Le document publié par l’ESF en avril 2003 propose sur l’ERC des positions tres voisines de celles d’Euroscience.

Conclusion

L’Europe est plus que jamais une dimension essentielle des politiques de R & D, car c’est en mobilisant à son échelle leurs efforts de recherche que les Européens peuvent trouver les moyens de faire face aux défis de la science et de la technologie et être compétitifs. La France a d’ailleurs beaucoup à gagner à soutenir l’émergence d’un ERC. Disposant de laboratoires et de chercheurs de grande qualité, ce qui lui permettrait de soumettre des projets de façon très compétitive, elle souffre en revanche de rigidités administratives sclérosantes, de perspectives de carrières pour ses chercheurs peu motivantes et du manque général d’intérêt de ses dirigeants politiques qui se traduit par des financements en régression dès que des difficultés économiques apparaissent. La possibilité d’accéder à des financements nouveaux liés à la qualité des projets scientifiques proposés aurait un effet dynamisant qui pourrait aussi servir de catalyseur à des réformes nationales.

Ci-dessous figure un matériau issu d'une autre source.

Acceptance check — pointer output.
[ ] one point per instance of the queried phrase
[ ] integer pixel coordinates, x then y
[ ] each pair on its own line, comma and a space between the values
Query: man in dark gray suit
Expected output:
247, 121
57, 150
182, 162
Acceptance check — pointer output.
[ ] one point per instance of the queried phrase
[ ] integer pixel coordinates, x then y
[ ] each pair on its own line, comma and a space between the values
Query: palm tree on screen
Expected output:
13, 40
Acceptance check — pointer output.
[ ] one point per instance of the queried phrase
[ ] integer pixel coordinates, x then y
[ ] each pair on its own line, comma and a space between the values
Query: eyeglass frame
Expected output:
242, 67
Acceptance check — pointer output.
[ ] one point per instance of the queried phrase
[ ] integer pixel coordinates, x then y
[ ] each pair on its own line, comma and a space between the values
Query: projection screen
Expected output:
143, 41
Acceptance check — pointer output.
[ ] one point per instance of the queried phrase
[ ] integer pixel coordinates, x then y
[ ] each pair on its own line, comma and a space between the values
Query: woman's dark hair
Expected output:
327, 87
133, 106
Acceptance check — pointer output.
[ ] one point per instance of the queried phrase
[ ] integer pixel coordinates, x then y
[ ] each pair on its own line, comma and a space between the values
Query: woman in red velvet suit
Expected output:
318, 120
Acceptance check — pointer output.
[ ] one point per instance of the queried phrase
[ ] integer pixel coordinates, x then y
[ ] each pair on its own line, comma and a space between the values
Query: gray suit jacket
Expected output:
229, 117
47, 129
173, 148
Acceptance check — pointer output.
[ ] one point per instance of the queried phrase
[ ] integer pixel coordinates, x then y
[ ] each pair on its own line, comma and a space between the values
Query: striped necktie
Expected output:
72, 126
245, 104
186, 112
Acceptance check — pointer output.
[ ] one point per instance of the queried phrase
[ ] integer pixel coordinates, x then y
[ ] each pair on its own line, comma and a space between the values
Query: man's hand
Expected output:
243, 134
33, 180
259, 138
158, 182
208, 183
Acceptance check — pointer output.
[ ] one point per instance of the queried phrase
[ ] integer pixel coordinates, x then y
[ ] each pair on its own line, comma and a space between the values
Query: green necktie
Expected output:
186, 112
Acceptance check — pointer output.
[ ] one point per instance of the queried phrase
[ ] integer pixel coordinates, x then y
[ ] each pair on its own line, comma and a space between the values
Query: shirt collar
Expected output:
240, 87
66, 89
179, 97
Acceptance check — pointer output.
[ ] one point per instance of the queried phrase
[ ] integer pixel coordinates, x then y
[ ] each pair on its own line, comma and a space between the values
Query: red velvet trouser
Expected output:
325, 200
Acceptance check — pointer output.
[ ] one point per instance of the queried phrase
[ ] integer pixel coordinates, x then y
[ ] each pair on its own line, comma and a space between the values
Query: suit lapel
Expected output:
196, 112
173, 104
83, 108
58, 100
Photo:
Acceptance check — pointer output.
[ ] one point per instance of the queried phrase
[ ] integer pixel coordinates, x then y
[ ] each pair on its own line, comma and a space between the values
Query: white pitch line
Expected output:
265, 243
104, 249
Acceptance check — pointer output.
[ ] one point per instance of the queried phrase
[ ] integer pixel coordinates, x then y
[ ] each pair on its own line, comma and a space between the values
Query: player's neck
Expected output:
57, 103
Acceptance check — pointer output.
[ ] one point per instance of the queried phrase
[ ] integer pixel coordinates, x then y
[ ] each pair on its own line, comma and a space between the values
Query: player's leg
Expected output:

La réalisation d’un Espace européen de la recherche passe par la mise en œuvre d’une stratégie commune et la mise en cohérence des efforts nationaux et européens qui conduise à diminuer fortement leur dispersion, laquelle a pour coût une moindre efficacité. La création de l’ERC pourrait être le catalyseur dont l’Europe de la recherche a besoin, car elle permettrait de lancer une dynamique nouvelle en s’appuyant sur les communautés scientifiques et en soutenant des projets scientifiques européens à la pointe de la recherche, en leur donnant le moyen d’acquérir une dimension internationale.